The primary factor which has been limiting FreeBSD availability on EC2 until now is FreeBSD's poor paravirtualized Xen support. FreeBSD's 32-bit paravirtualized Xen support is far from perfect; and FreeBSD doesn't have 64-bit paravirtualized Xen support at all. Aside from the recently launched "cluster compute" instances, EC2 uses paravirtualization for all UNIX instances; and at the present time, t1.micro instances are the only ones compatible with FreeBSD's paravirtualized Xen support.

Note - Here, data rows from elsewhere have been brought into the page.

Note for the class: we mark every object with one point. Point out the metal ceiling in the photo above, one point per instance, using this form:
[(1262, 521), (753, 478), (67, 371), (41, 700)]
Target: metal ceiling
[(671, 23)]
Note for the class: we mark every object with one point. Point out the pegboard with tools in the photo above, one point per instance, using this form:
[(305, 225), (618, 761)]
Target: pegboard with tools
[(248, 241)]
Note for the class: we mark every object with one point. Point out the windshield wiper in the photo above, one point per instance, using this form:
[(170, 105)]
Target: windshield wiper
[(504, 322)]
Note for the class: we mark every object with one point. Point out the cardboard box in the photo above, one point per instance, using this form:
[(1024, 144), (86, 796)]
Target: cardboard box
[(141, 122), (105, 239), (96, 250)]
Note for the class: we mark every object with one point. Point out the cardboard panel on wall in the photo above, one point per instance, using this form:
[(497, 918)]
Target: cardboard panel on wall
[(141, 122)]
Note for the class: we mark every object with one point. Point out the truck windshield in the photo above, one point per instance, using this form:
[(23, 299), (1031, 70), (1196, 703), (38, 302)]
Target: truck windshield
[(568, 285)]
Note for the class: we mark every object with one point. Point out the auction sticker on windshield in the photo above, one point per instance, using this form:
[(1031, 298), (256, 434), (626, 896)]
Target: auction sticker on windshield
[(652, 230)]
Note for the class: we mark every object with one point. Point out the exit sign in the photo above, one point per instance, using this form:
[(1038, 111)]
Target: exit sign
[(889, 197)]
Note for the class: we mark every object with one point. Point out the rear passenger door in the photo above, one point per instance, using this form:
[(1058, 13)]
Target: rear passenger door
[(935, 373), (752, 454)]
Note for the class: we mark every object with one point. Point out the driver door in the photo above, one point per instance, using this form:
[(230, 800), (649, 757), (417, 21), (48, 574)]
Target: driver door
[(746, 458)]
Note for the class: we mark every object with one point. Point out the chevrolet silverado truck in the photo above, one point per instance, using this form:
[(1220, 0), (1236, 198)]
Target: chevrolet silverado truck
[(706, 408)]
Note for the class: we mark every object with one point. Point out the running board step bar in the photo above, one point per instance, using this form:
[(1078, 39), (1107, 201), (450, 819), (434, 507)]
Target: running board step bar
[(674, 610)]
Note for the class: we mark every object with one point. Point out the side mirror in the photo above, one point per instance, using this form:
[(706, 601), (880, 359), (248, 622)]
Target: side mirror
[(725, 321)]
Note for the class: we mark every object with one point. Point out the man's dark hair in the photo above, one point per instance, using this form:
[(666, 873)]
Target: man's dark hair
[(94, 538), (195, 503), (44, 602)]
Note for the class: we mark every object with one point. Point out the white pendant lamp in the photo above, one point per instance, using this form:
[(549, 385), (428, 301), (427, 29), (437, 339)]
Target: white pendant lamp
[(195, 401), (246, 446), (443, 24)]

EC2 Windows instances, on the other hand, are launched in HVM (Hardware Virtual Machine) mode — which FreeBSD supports very well. If we can somehow trick EC2 into launching FreeBSD the same way as it launches Windows, we can run FreeBSD on a wide range of instance types. How can we trick EC2? Take advantage of the fact that Elastic Block Store disks can be detached from EC2 instances and reattached to different instances, and replace the boot disk of a "Windows" instance with a disk containing FreeBSD. In other words, defenestrate the EC2 instance. (Note to pedants: While "defenestrate" usually means "to throw out of a window", etymologically it could equally mean "to throw windows out" — and the Oxford English Dictionary does show a recorded use in this sense dating from 1927.)
I actually tried this over a year ago without success; I'm not sure why it didn't work at that point, but a few weeks ago a little bird suggested that I should try it again, and this time it worked... modulo a slight incompatibility in the Xen block device parameter negotiation protocol which I needed to patch around. Once I had a "Windows" instance running FreeBSD, turning it into an AMI was easy: EC2 provides a "Create Image" operation which takes a running instance and bundles it — including its attached disks and metadata such as the fact that it is a "Windows" instance — into a new AMI.
There is one downside to this approach, however: Because, as far as EC2 is concerned, instances launched from the defenestrated AMI are still running Windows, they are billed at the hourly rates for Windows instances — anywhere from 24% to 71% higher than the pricing for non-Windows instances. We can hope that some day Amazon will make HVM available without the need for defenestration; but until then, FreeBSD users will be paying the Windows tax on the cloud just like we do on laptops.
Still, even with the Windows tax, I imagine "filling in the gap" between t1.micro instances and cluster compute instances will prove useful to many FreeBSD users. In the US-East region FreeBSD 8.2b-RELEASE (8.2 plus my patches) is now available for 64-bit instances as ami-c69862af; go spawn some daemons!